Source Code Organization

ottochain/
├── modules/
│   ├── models/          # Domain types: StateMachineDefinition,
│   │                    # Transition, FiberKind, FiberResult, etc.
│   ├── shared-data/     # Core engine: FiberEngine, FiberEvaluator,
│   │                    # TriggerDispatcher, SpawnProcessor
│   ├── shared-test/     # Test utilities and shared fixtures
│   ├── l0/              # Metagraph L0 (consensus layer)
│   ├── l1/              # Currency L1 (token layer)
│   └── data_l1/         # Data L1 (fiber processing layer)
├── e2e-test/            # End-to-end tests and example definitions
│   └── examples/        # JSON definitions for all examples
├── docs/                # Documentation
├── diagrams/            # Architecture and state diagrams
└── deploy/              # Deployment scripts for Digital Ocean

The project uses Scala 2.13 with cats-effect, fs2, and circe — following tagless-final style throughout.

What Can You Build?

OttoChain's examples demonstrate the range of what's possible:

Example Machines Complexity Key Patterns
Tic-Tac-Toe 1 SM + 1 Oracle Oracle-centric architecture, self-transitions
Fuel Logistics 4 SMs ⭐⭐ Cross-machine triggers, GPS tracking
Clinical Trial 6 SMs ⭐⭐⭐ Multiple guards, bi-directional transitions
Real Estate 8 SMs ⭐⭐⭐ Self-transitions, lifecycle management
Riverdale Economy 17 instances ⭐⭐⭐⭐ Broadcast triggers, parent-child spawning

The learning path goes from simple (tic-tac-toe) to complex (Riverdale), with each example building on patterns from the previous ones.
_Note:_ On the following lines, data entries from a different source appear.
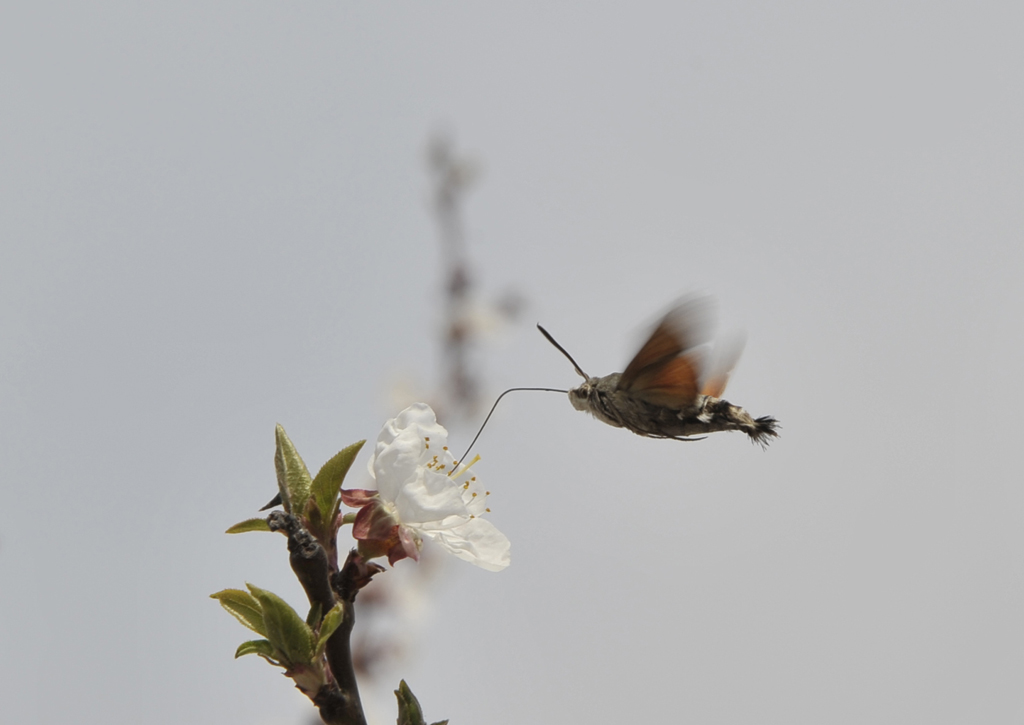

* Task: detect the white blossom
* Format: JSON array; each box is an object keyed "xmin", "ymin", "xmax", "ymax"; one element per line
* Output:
[{"xmin": 347, "ymin": 403, "xmax": 510, "ymax": 572}]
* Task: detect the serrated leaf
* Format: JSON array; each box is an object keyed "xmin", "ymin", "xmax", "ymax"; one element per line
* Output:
[
  {"xmin": 395, "ymin": 680, "xmax": 426, "ymax": 725},
  {"xmin": 274, "ymin": 424, "xmax": 312, "ymax": 514},
  {"xmin": 247, "ymin": 583, "xmax": 314, "ymax": 666},
  {"xmin": 314, "ymin": 603, "xmax": 345, "ymax": 656},
  {"xmin": 225, "ymin": 517, "xmax": 272, "ymax": 534},
  {"xmin": 235, "ymin": 639, "xmax": 277, "ymax": 660},
  {"xmin": 210, "ymin": 589, "xmax": 268, "ymax": 638},
  {"xmin": 311, "ymin": 440, "xmax": 365, "ymax": 520}
]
See the Examples Overview for detailed breakdowns.

Why JSON?

The choice to encode everything in JSON is deliberate:

  1. Zero-code deployment — Define a workflow, submit it as JSON, it's running. No compilation, no deployment pipelines, no smart contract audits.

  2. AI-native — LLMs understand JSON natively. An AI agent can read a state machine definition, understand the workflow, generate events, and even create new machines. This isn't theoretical — the OttoBot project demonstrates an AI agent autonomously playing tic-tac-toe through oracle interactions.
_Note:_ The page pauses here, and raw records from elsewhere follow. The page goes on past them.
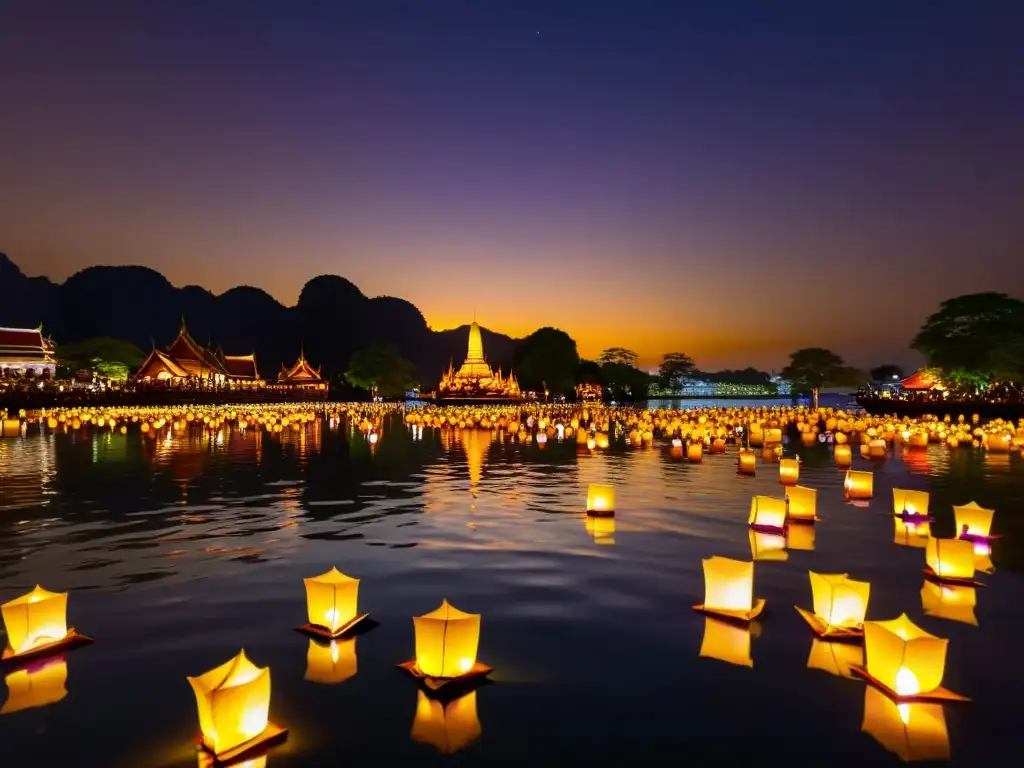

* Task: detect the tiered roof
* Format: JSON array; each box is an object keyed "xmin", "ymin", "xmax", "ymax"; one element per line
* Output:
[
  {"xmin": 134, "ymin": 320, "xmax": 260, "ymax": 381},
  {"xmin": 0, "ymin": 326, "xmax": 55, "ymax": 365},
  {"xmin": 278, "ymin": 350, "xmax": 323, "ymax": 384}
]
  3. Portable and auditable — A JSON definition is the same everywhere. You can diff two versions, validate schemas at startup, and inspect the complete logic of any workflow without reading source code.

  4. Composable — JSON Logic expressions can be nested, combined, and extended. OttoChain adds constructs like _oracleCall, _trigger, _spawn, and _emit on top of standard JSON Logic to enable cross-fiber coordination.

  5. Deterministic — JSON Logic evaluation is pure and deterministic. Given the same context, the same expression always produces the same result. This is essential for distributed consensus — every node must agree on the outcome.